Bizi Takip Edin

AMERİKA

ABD’den Meksika’ya ‘enerji’ tehdidi

Yayınlanma

ABD yönetimi, bir süredir anlaşmazlığa neden olan enerji sektörü düzenlemeleri nedeniyle güney komşusu Meksika’ya ültimatom vermeye hazırlanıyor.

Anlaşmazlığın kaynağı olarak, Meksika Başkanı Andres Manuel Lopez Obrador’un, Meksika’nın enerji ve petrol piyasalarını dış rakiplere açmayı amaçlayan reformları geri alma kararı gösteriliyor.

Görüşmeler hakkında bilgi sahibi kişilerin Reuters’a verdiği bilgiye göre, Amerika Birleşik Devletleri Ticaret Temsilciliğinin (USTR) Meksikalı müzakerecilere pazarlarını açmaları ve bazı artırılmış denetimleri kabul etmeleri için ‘nihai teklif’ olarak nitelendirilen bir teklifte bulunması bekleniyor.

Meksika’nın teklifi kabul etmemesi durumunda, ABD’nin USMCA anlaşması kapsamında bağımsız bir heyet kurulmasını talep edeceği belirtiliyor.

USMCA, NAFTA yerine ABD, Kanada ve Meksika arasında imzalanan serbest ticaret anlaşması.

ABD ve Kanada gümrük vergisi uygulayabilir

ABD ve Kanada 250 gün önce Meksika ile uyuşmazlık çözümü görüşmeleri talep etmişti.

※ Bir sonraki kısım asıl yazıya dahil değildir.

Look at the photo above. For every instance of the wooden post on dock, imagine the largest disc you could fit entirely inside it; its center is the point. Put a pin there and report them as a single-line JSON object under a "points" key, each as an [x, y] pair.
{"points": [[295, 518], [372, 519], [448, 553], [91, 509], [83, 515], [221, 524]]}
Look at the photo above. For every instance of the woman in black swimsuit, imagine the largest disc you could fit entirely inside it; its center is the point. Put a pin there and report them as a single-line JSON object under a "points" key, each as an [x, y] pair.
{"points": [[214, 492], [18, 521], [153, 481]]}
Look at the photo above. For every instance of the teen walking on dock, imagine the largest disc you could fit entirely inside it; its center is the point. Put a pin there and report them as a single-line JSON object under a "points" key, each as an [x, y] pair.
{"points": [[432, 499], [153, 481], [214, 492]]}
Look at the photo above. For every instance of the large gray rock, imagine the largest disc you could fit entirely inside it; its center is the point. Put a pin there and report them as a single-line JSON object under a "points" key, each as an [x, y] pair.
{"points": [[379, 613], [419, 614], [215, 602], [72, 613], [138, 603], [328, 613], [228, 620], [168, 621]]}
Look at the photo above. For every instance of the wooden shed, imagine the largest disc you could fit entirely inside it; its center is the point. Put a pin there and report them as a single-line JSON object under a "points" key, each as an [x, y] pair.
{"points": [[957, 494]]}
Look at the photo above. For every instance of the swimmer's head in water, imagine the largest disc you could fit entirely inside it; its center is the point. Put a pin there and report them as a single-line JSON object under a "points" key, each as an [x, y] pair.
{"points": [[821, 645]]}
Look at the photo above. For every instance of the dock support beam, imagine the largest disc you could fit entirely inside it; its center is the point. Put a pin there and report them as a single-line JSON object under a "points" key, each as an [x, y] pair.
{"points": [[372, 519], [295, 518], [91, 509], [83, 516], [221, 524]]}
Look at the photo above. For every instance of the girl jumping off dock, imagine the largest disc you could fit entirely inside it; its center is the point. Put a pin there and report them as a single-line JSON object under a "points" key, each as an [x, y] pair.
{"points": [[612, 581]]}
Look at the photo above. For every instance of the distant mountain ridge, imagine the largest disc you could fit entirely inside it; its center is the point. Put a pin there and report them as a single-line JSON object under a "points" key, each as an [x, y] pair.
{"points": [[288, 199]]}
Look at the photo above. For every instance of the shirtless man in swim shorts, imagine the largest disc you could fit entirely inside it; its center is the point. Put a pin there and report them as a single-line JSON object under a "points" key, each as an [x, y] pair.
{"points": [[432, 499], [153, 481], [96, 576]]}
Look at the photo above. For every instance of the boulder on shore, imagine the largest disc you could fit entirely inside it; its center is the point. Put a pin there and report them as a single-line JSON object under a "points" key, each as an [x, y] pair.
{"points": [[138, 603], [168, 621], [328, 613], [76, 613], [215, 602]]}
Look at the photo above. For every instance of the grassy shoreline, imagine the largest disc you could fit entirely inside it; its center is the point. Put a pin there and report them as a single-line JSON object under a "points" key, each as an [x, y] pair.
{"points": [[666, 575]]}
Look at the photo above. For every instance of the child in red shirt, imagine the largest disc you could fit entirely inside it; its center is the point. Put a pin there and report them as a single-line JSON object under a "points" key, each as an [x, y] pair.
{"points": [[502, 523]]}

USMCA kuralları uyarınca, çözümsüz geçen 75 günün ardından, davayı karara bağlayan bir uyuşmazlık çözüm heyeti talep edebiliyorlardı.

Pazartesi günü düzenlenen bir etkinlikte Meksika Ekonomi Bakanı Raquel Buenrostro, ABD’nin 3 Ekim’den bu yana heyet talep etme hakkına sahip olduğunu söyledi.

Heyetin Meksika aleyhine karar vermesi ve Meksika’nın düzeltici adımlar atmaması halinde Washington ve Ottawa, Meksika mallarına milyarlarca dolarlık gümrük vergisi misillemesi uygulayabilir.

Beyaz Saray, göç ve uyuşturucu kaçakçılığı konularında işbirliği ararken Meksika ile ticaret gerilimini tırmandırmamayı umuyordu.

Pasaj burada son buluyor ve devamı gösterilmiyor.